Monday, February 18, 2008

Just venting..

I want to start this entry tonight with…. I am venting.. I am ok … just venting. I HATE Trichothiodystrophy! This awful beast that Collin has to live with and fight every day! I hate it! Collin is in pain 90 % of the time. He usually can handle it pretty well but some days are just to much for him. It is so heart breaking as a mother to see your baby in pain and not be able to do anything. TTD is such awful illness it effects every singe aspect of his life. He is blind, deaf, autistic, mentally and physically handicap, allergic to the sun, deficient immune system, and to date he has had ten surgeries. What is amazing about all of this is that most of this doesn’t even bother Collin. Most of this he can smile through and show how completely amazing he is. He is my hero!!!! Some day I hope that I can be half the person that he is today. Why do I even bring all of this up you might be asking??? Well, this was one of those weekends that was just so hard. Saturday Collin was in so much pain that when I hopped in the shower for a few minutes he dug his face into the carpet so much he tore his face up. He was in so much pain that he wanted to cause other pain to take his mind off of it. Cause a pain that he could handle.

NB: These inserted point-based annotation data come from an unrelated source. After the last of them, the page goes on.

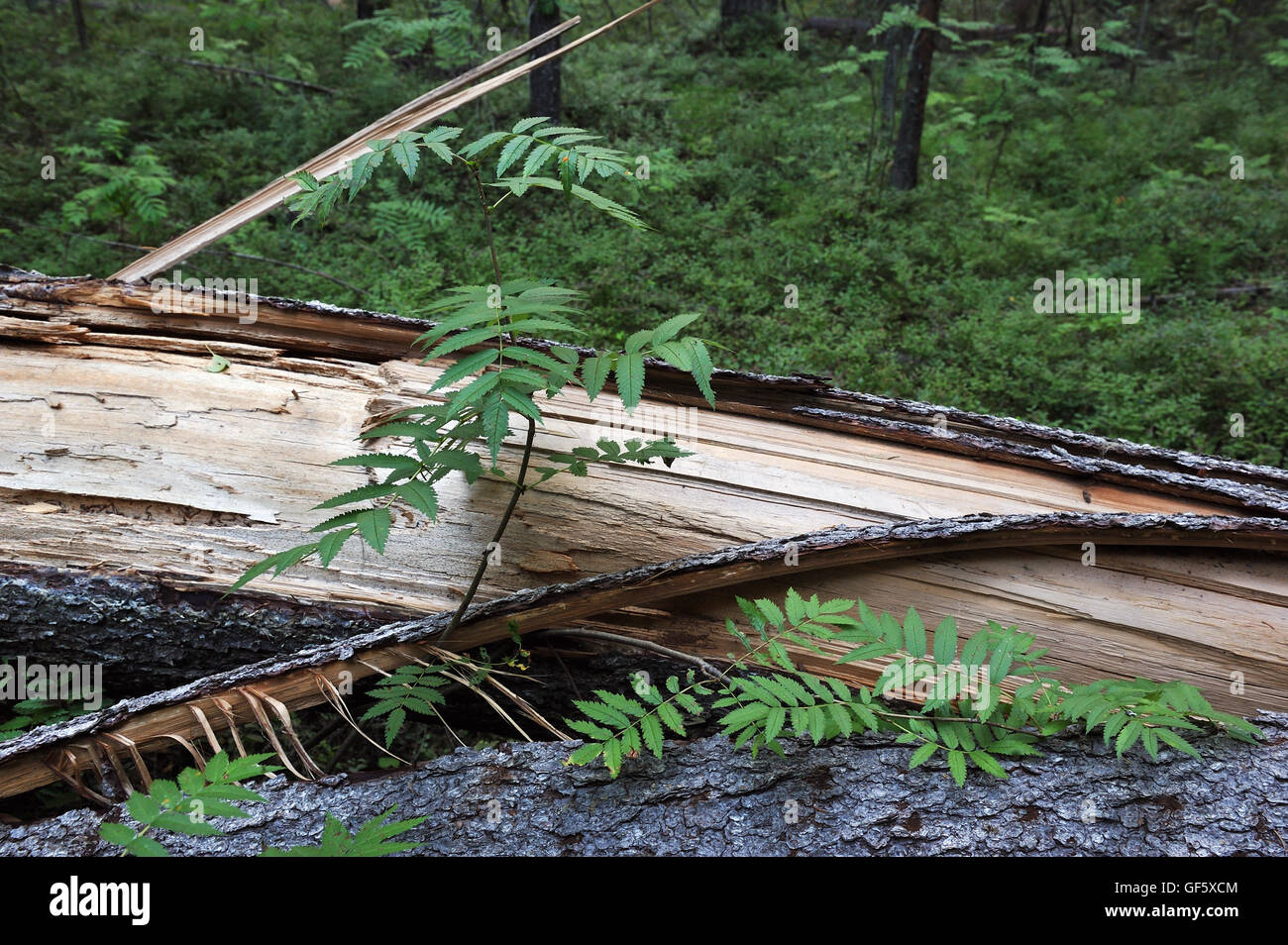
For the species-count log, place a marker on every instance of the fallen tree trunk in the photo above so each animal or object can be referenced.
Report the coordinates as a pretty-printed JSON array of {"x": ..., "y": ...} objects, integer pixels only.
[
  {"x": 684, "y": 604},
  {"x": 855, "y": 797}
]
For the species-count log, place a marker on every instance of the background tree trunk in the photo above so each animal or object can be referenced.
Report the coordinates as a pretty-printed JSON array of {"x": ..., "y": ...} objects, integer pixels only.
[
  {"x": 854, "y": 797},
  {"x": 735, "y": 11},
  {"x": 545, "y": 91},
  {"x": 81, "y": 31},
  {"x": 907, "y": 149}
]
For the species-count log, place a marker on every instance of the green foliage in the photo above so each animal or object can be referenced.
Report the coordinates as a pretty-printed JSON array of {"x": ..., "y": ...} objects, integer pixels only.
[
  {"x": 184, "y": 804},
  {"x": 922, "y": 295},
  {"x": 496, "y": 332},
  {"x": 411, "y": 689},
  {"x": 372, "y": 840},
  {"x": 132, "y": 179},
  {"x": 387, "y": 39},
  {"x": 962, "y": 716},
  {"x": 31, "y": 713}
]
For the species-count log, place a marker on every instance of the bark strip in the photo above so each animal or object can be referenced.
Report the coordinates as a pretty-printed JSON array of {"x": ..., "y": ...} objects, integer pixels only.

Then today he woke up in so much pain that he lashed out at me and busted my lip open. The only reason that I am bringing this up is because for all of you that see me and I have to explain.. I want you to know that Collin is very good boy. He does not lash out to be mean. He lashes out because he doesn’t know what else to do. He is in so much pain and I am mommy I should be able to fix it and when I can’t I know it frustrates him. He doesn’t do it to anyone else, that is a very good thing. At my breaking point I thought that I would think of the good things during these hard times and these are some of the things that I have come up with…..









Collin LOVES his baby Tad. It conforts him!






I am grateful for amazing doctors and medication that help Collin. We have been blessed with the best of the best.



Collin LOVES pictures!!! They comfort him and he loves to look at pictures that Uncle Ray took of Disney Light parade that I put in these sheet protecters.




Regan asked me what I was taking pictures of and I told her. She ran out of the room and came back with her big lolly pop and said that it made her happy when Bubba doesn't feel well. (It is so hard on her as well.)

These are beautiful flowers that my next door neighbor brings me. He has the most amazing garden, it is what I would picture the book the secret garden to be like. He brings them to me and I can't help but smile when I see them and know that someone thought of me.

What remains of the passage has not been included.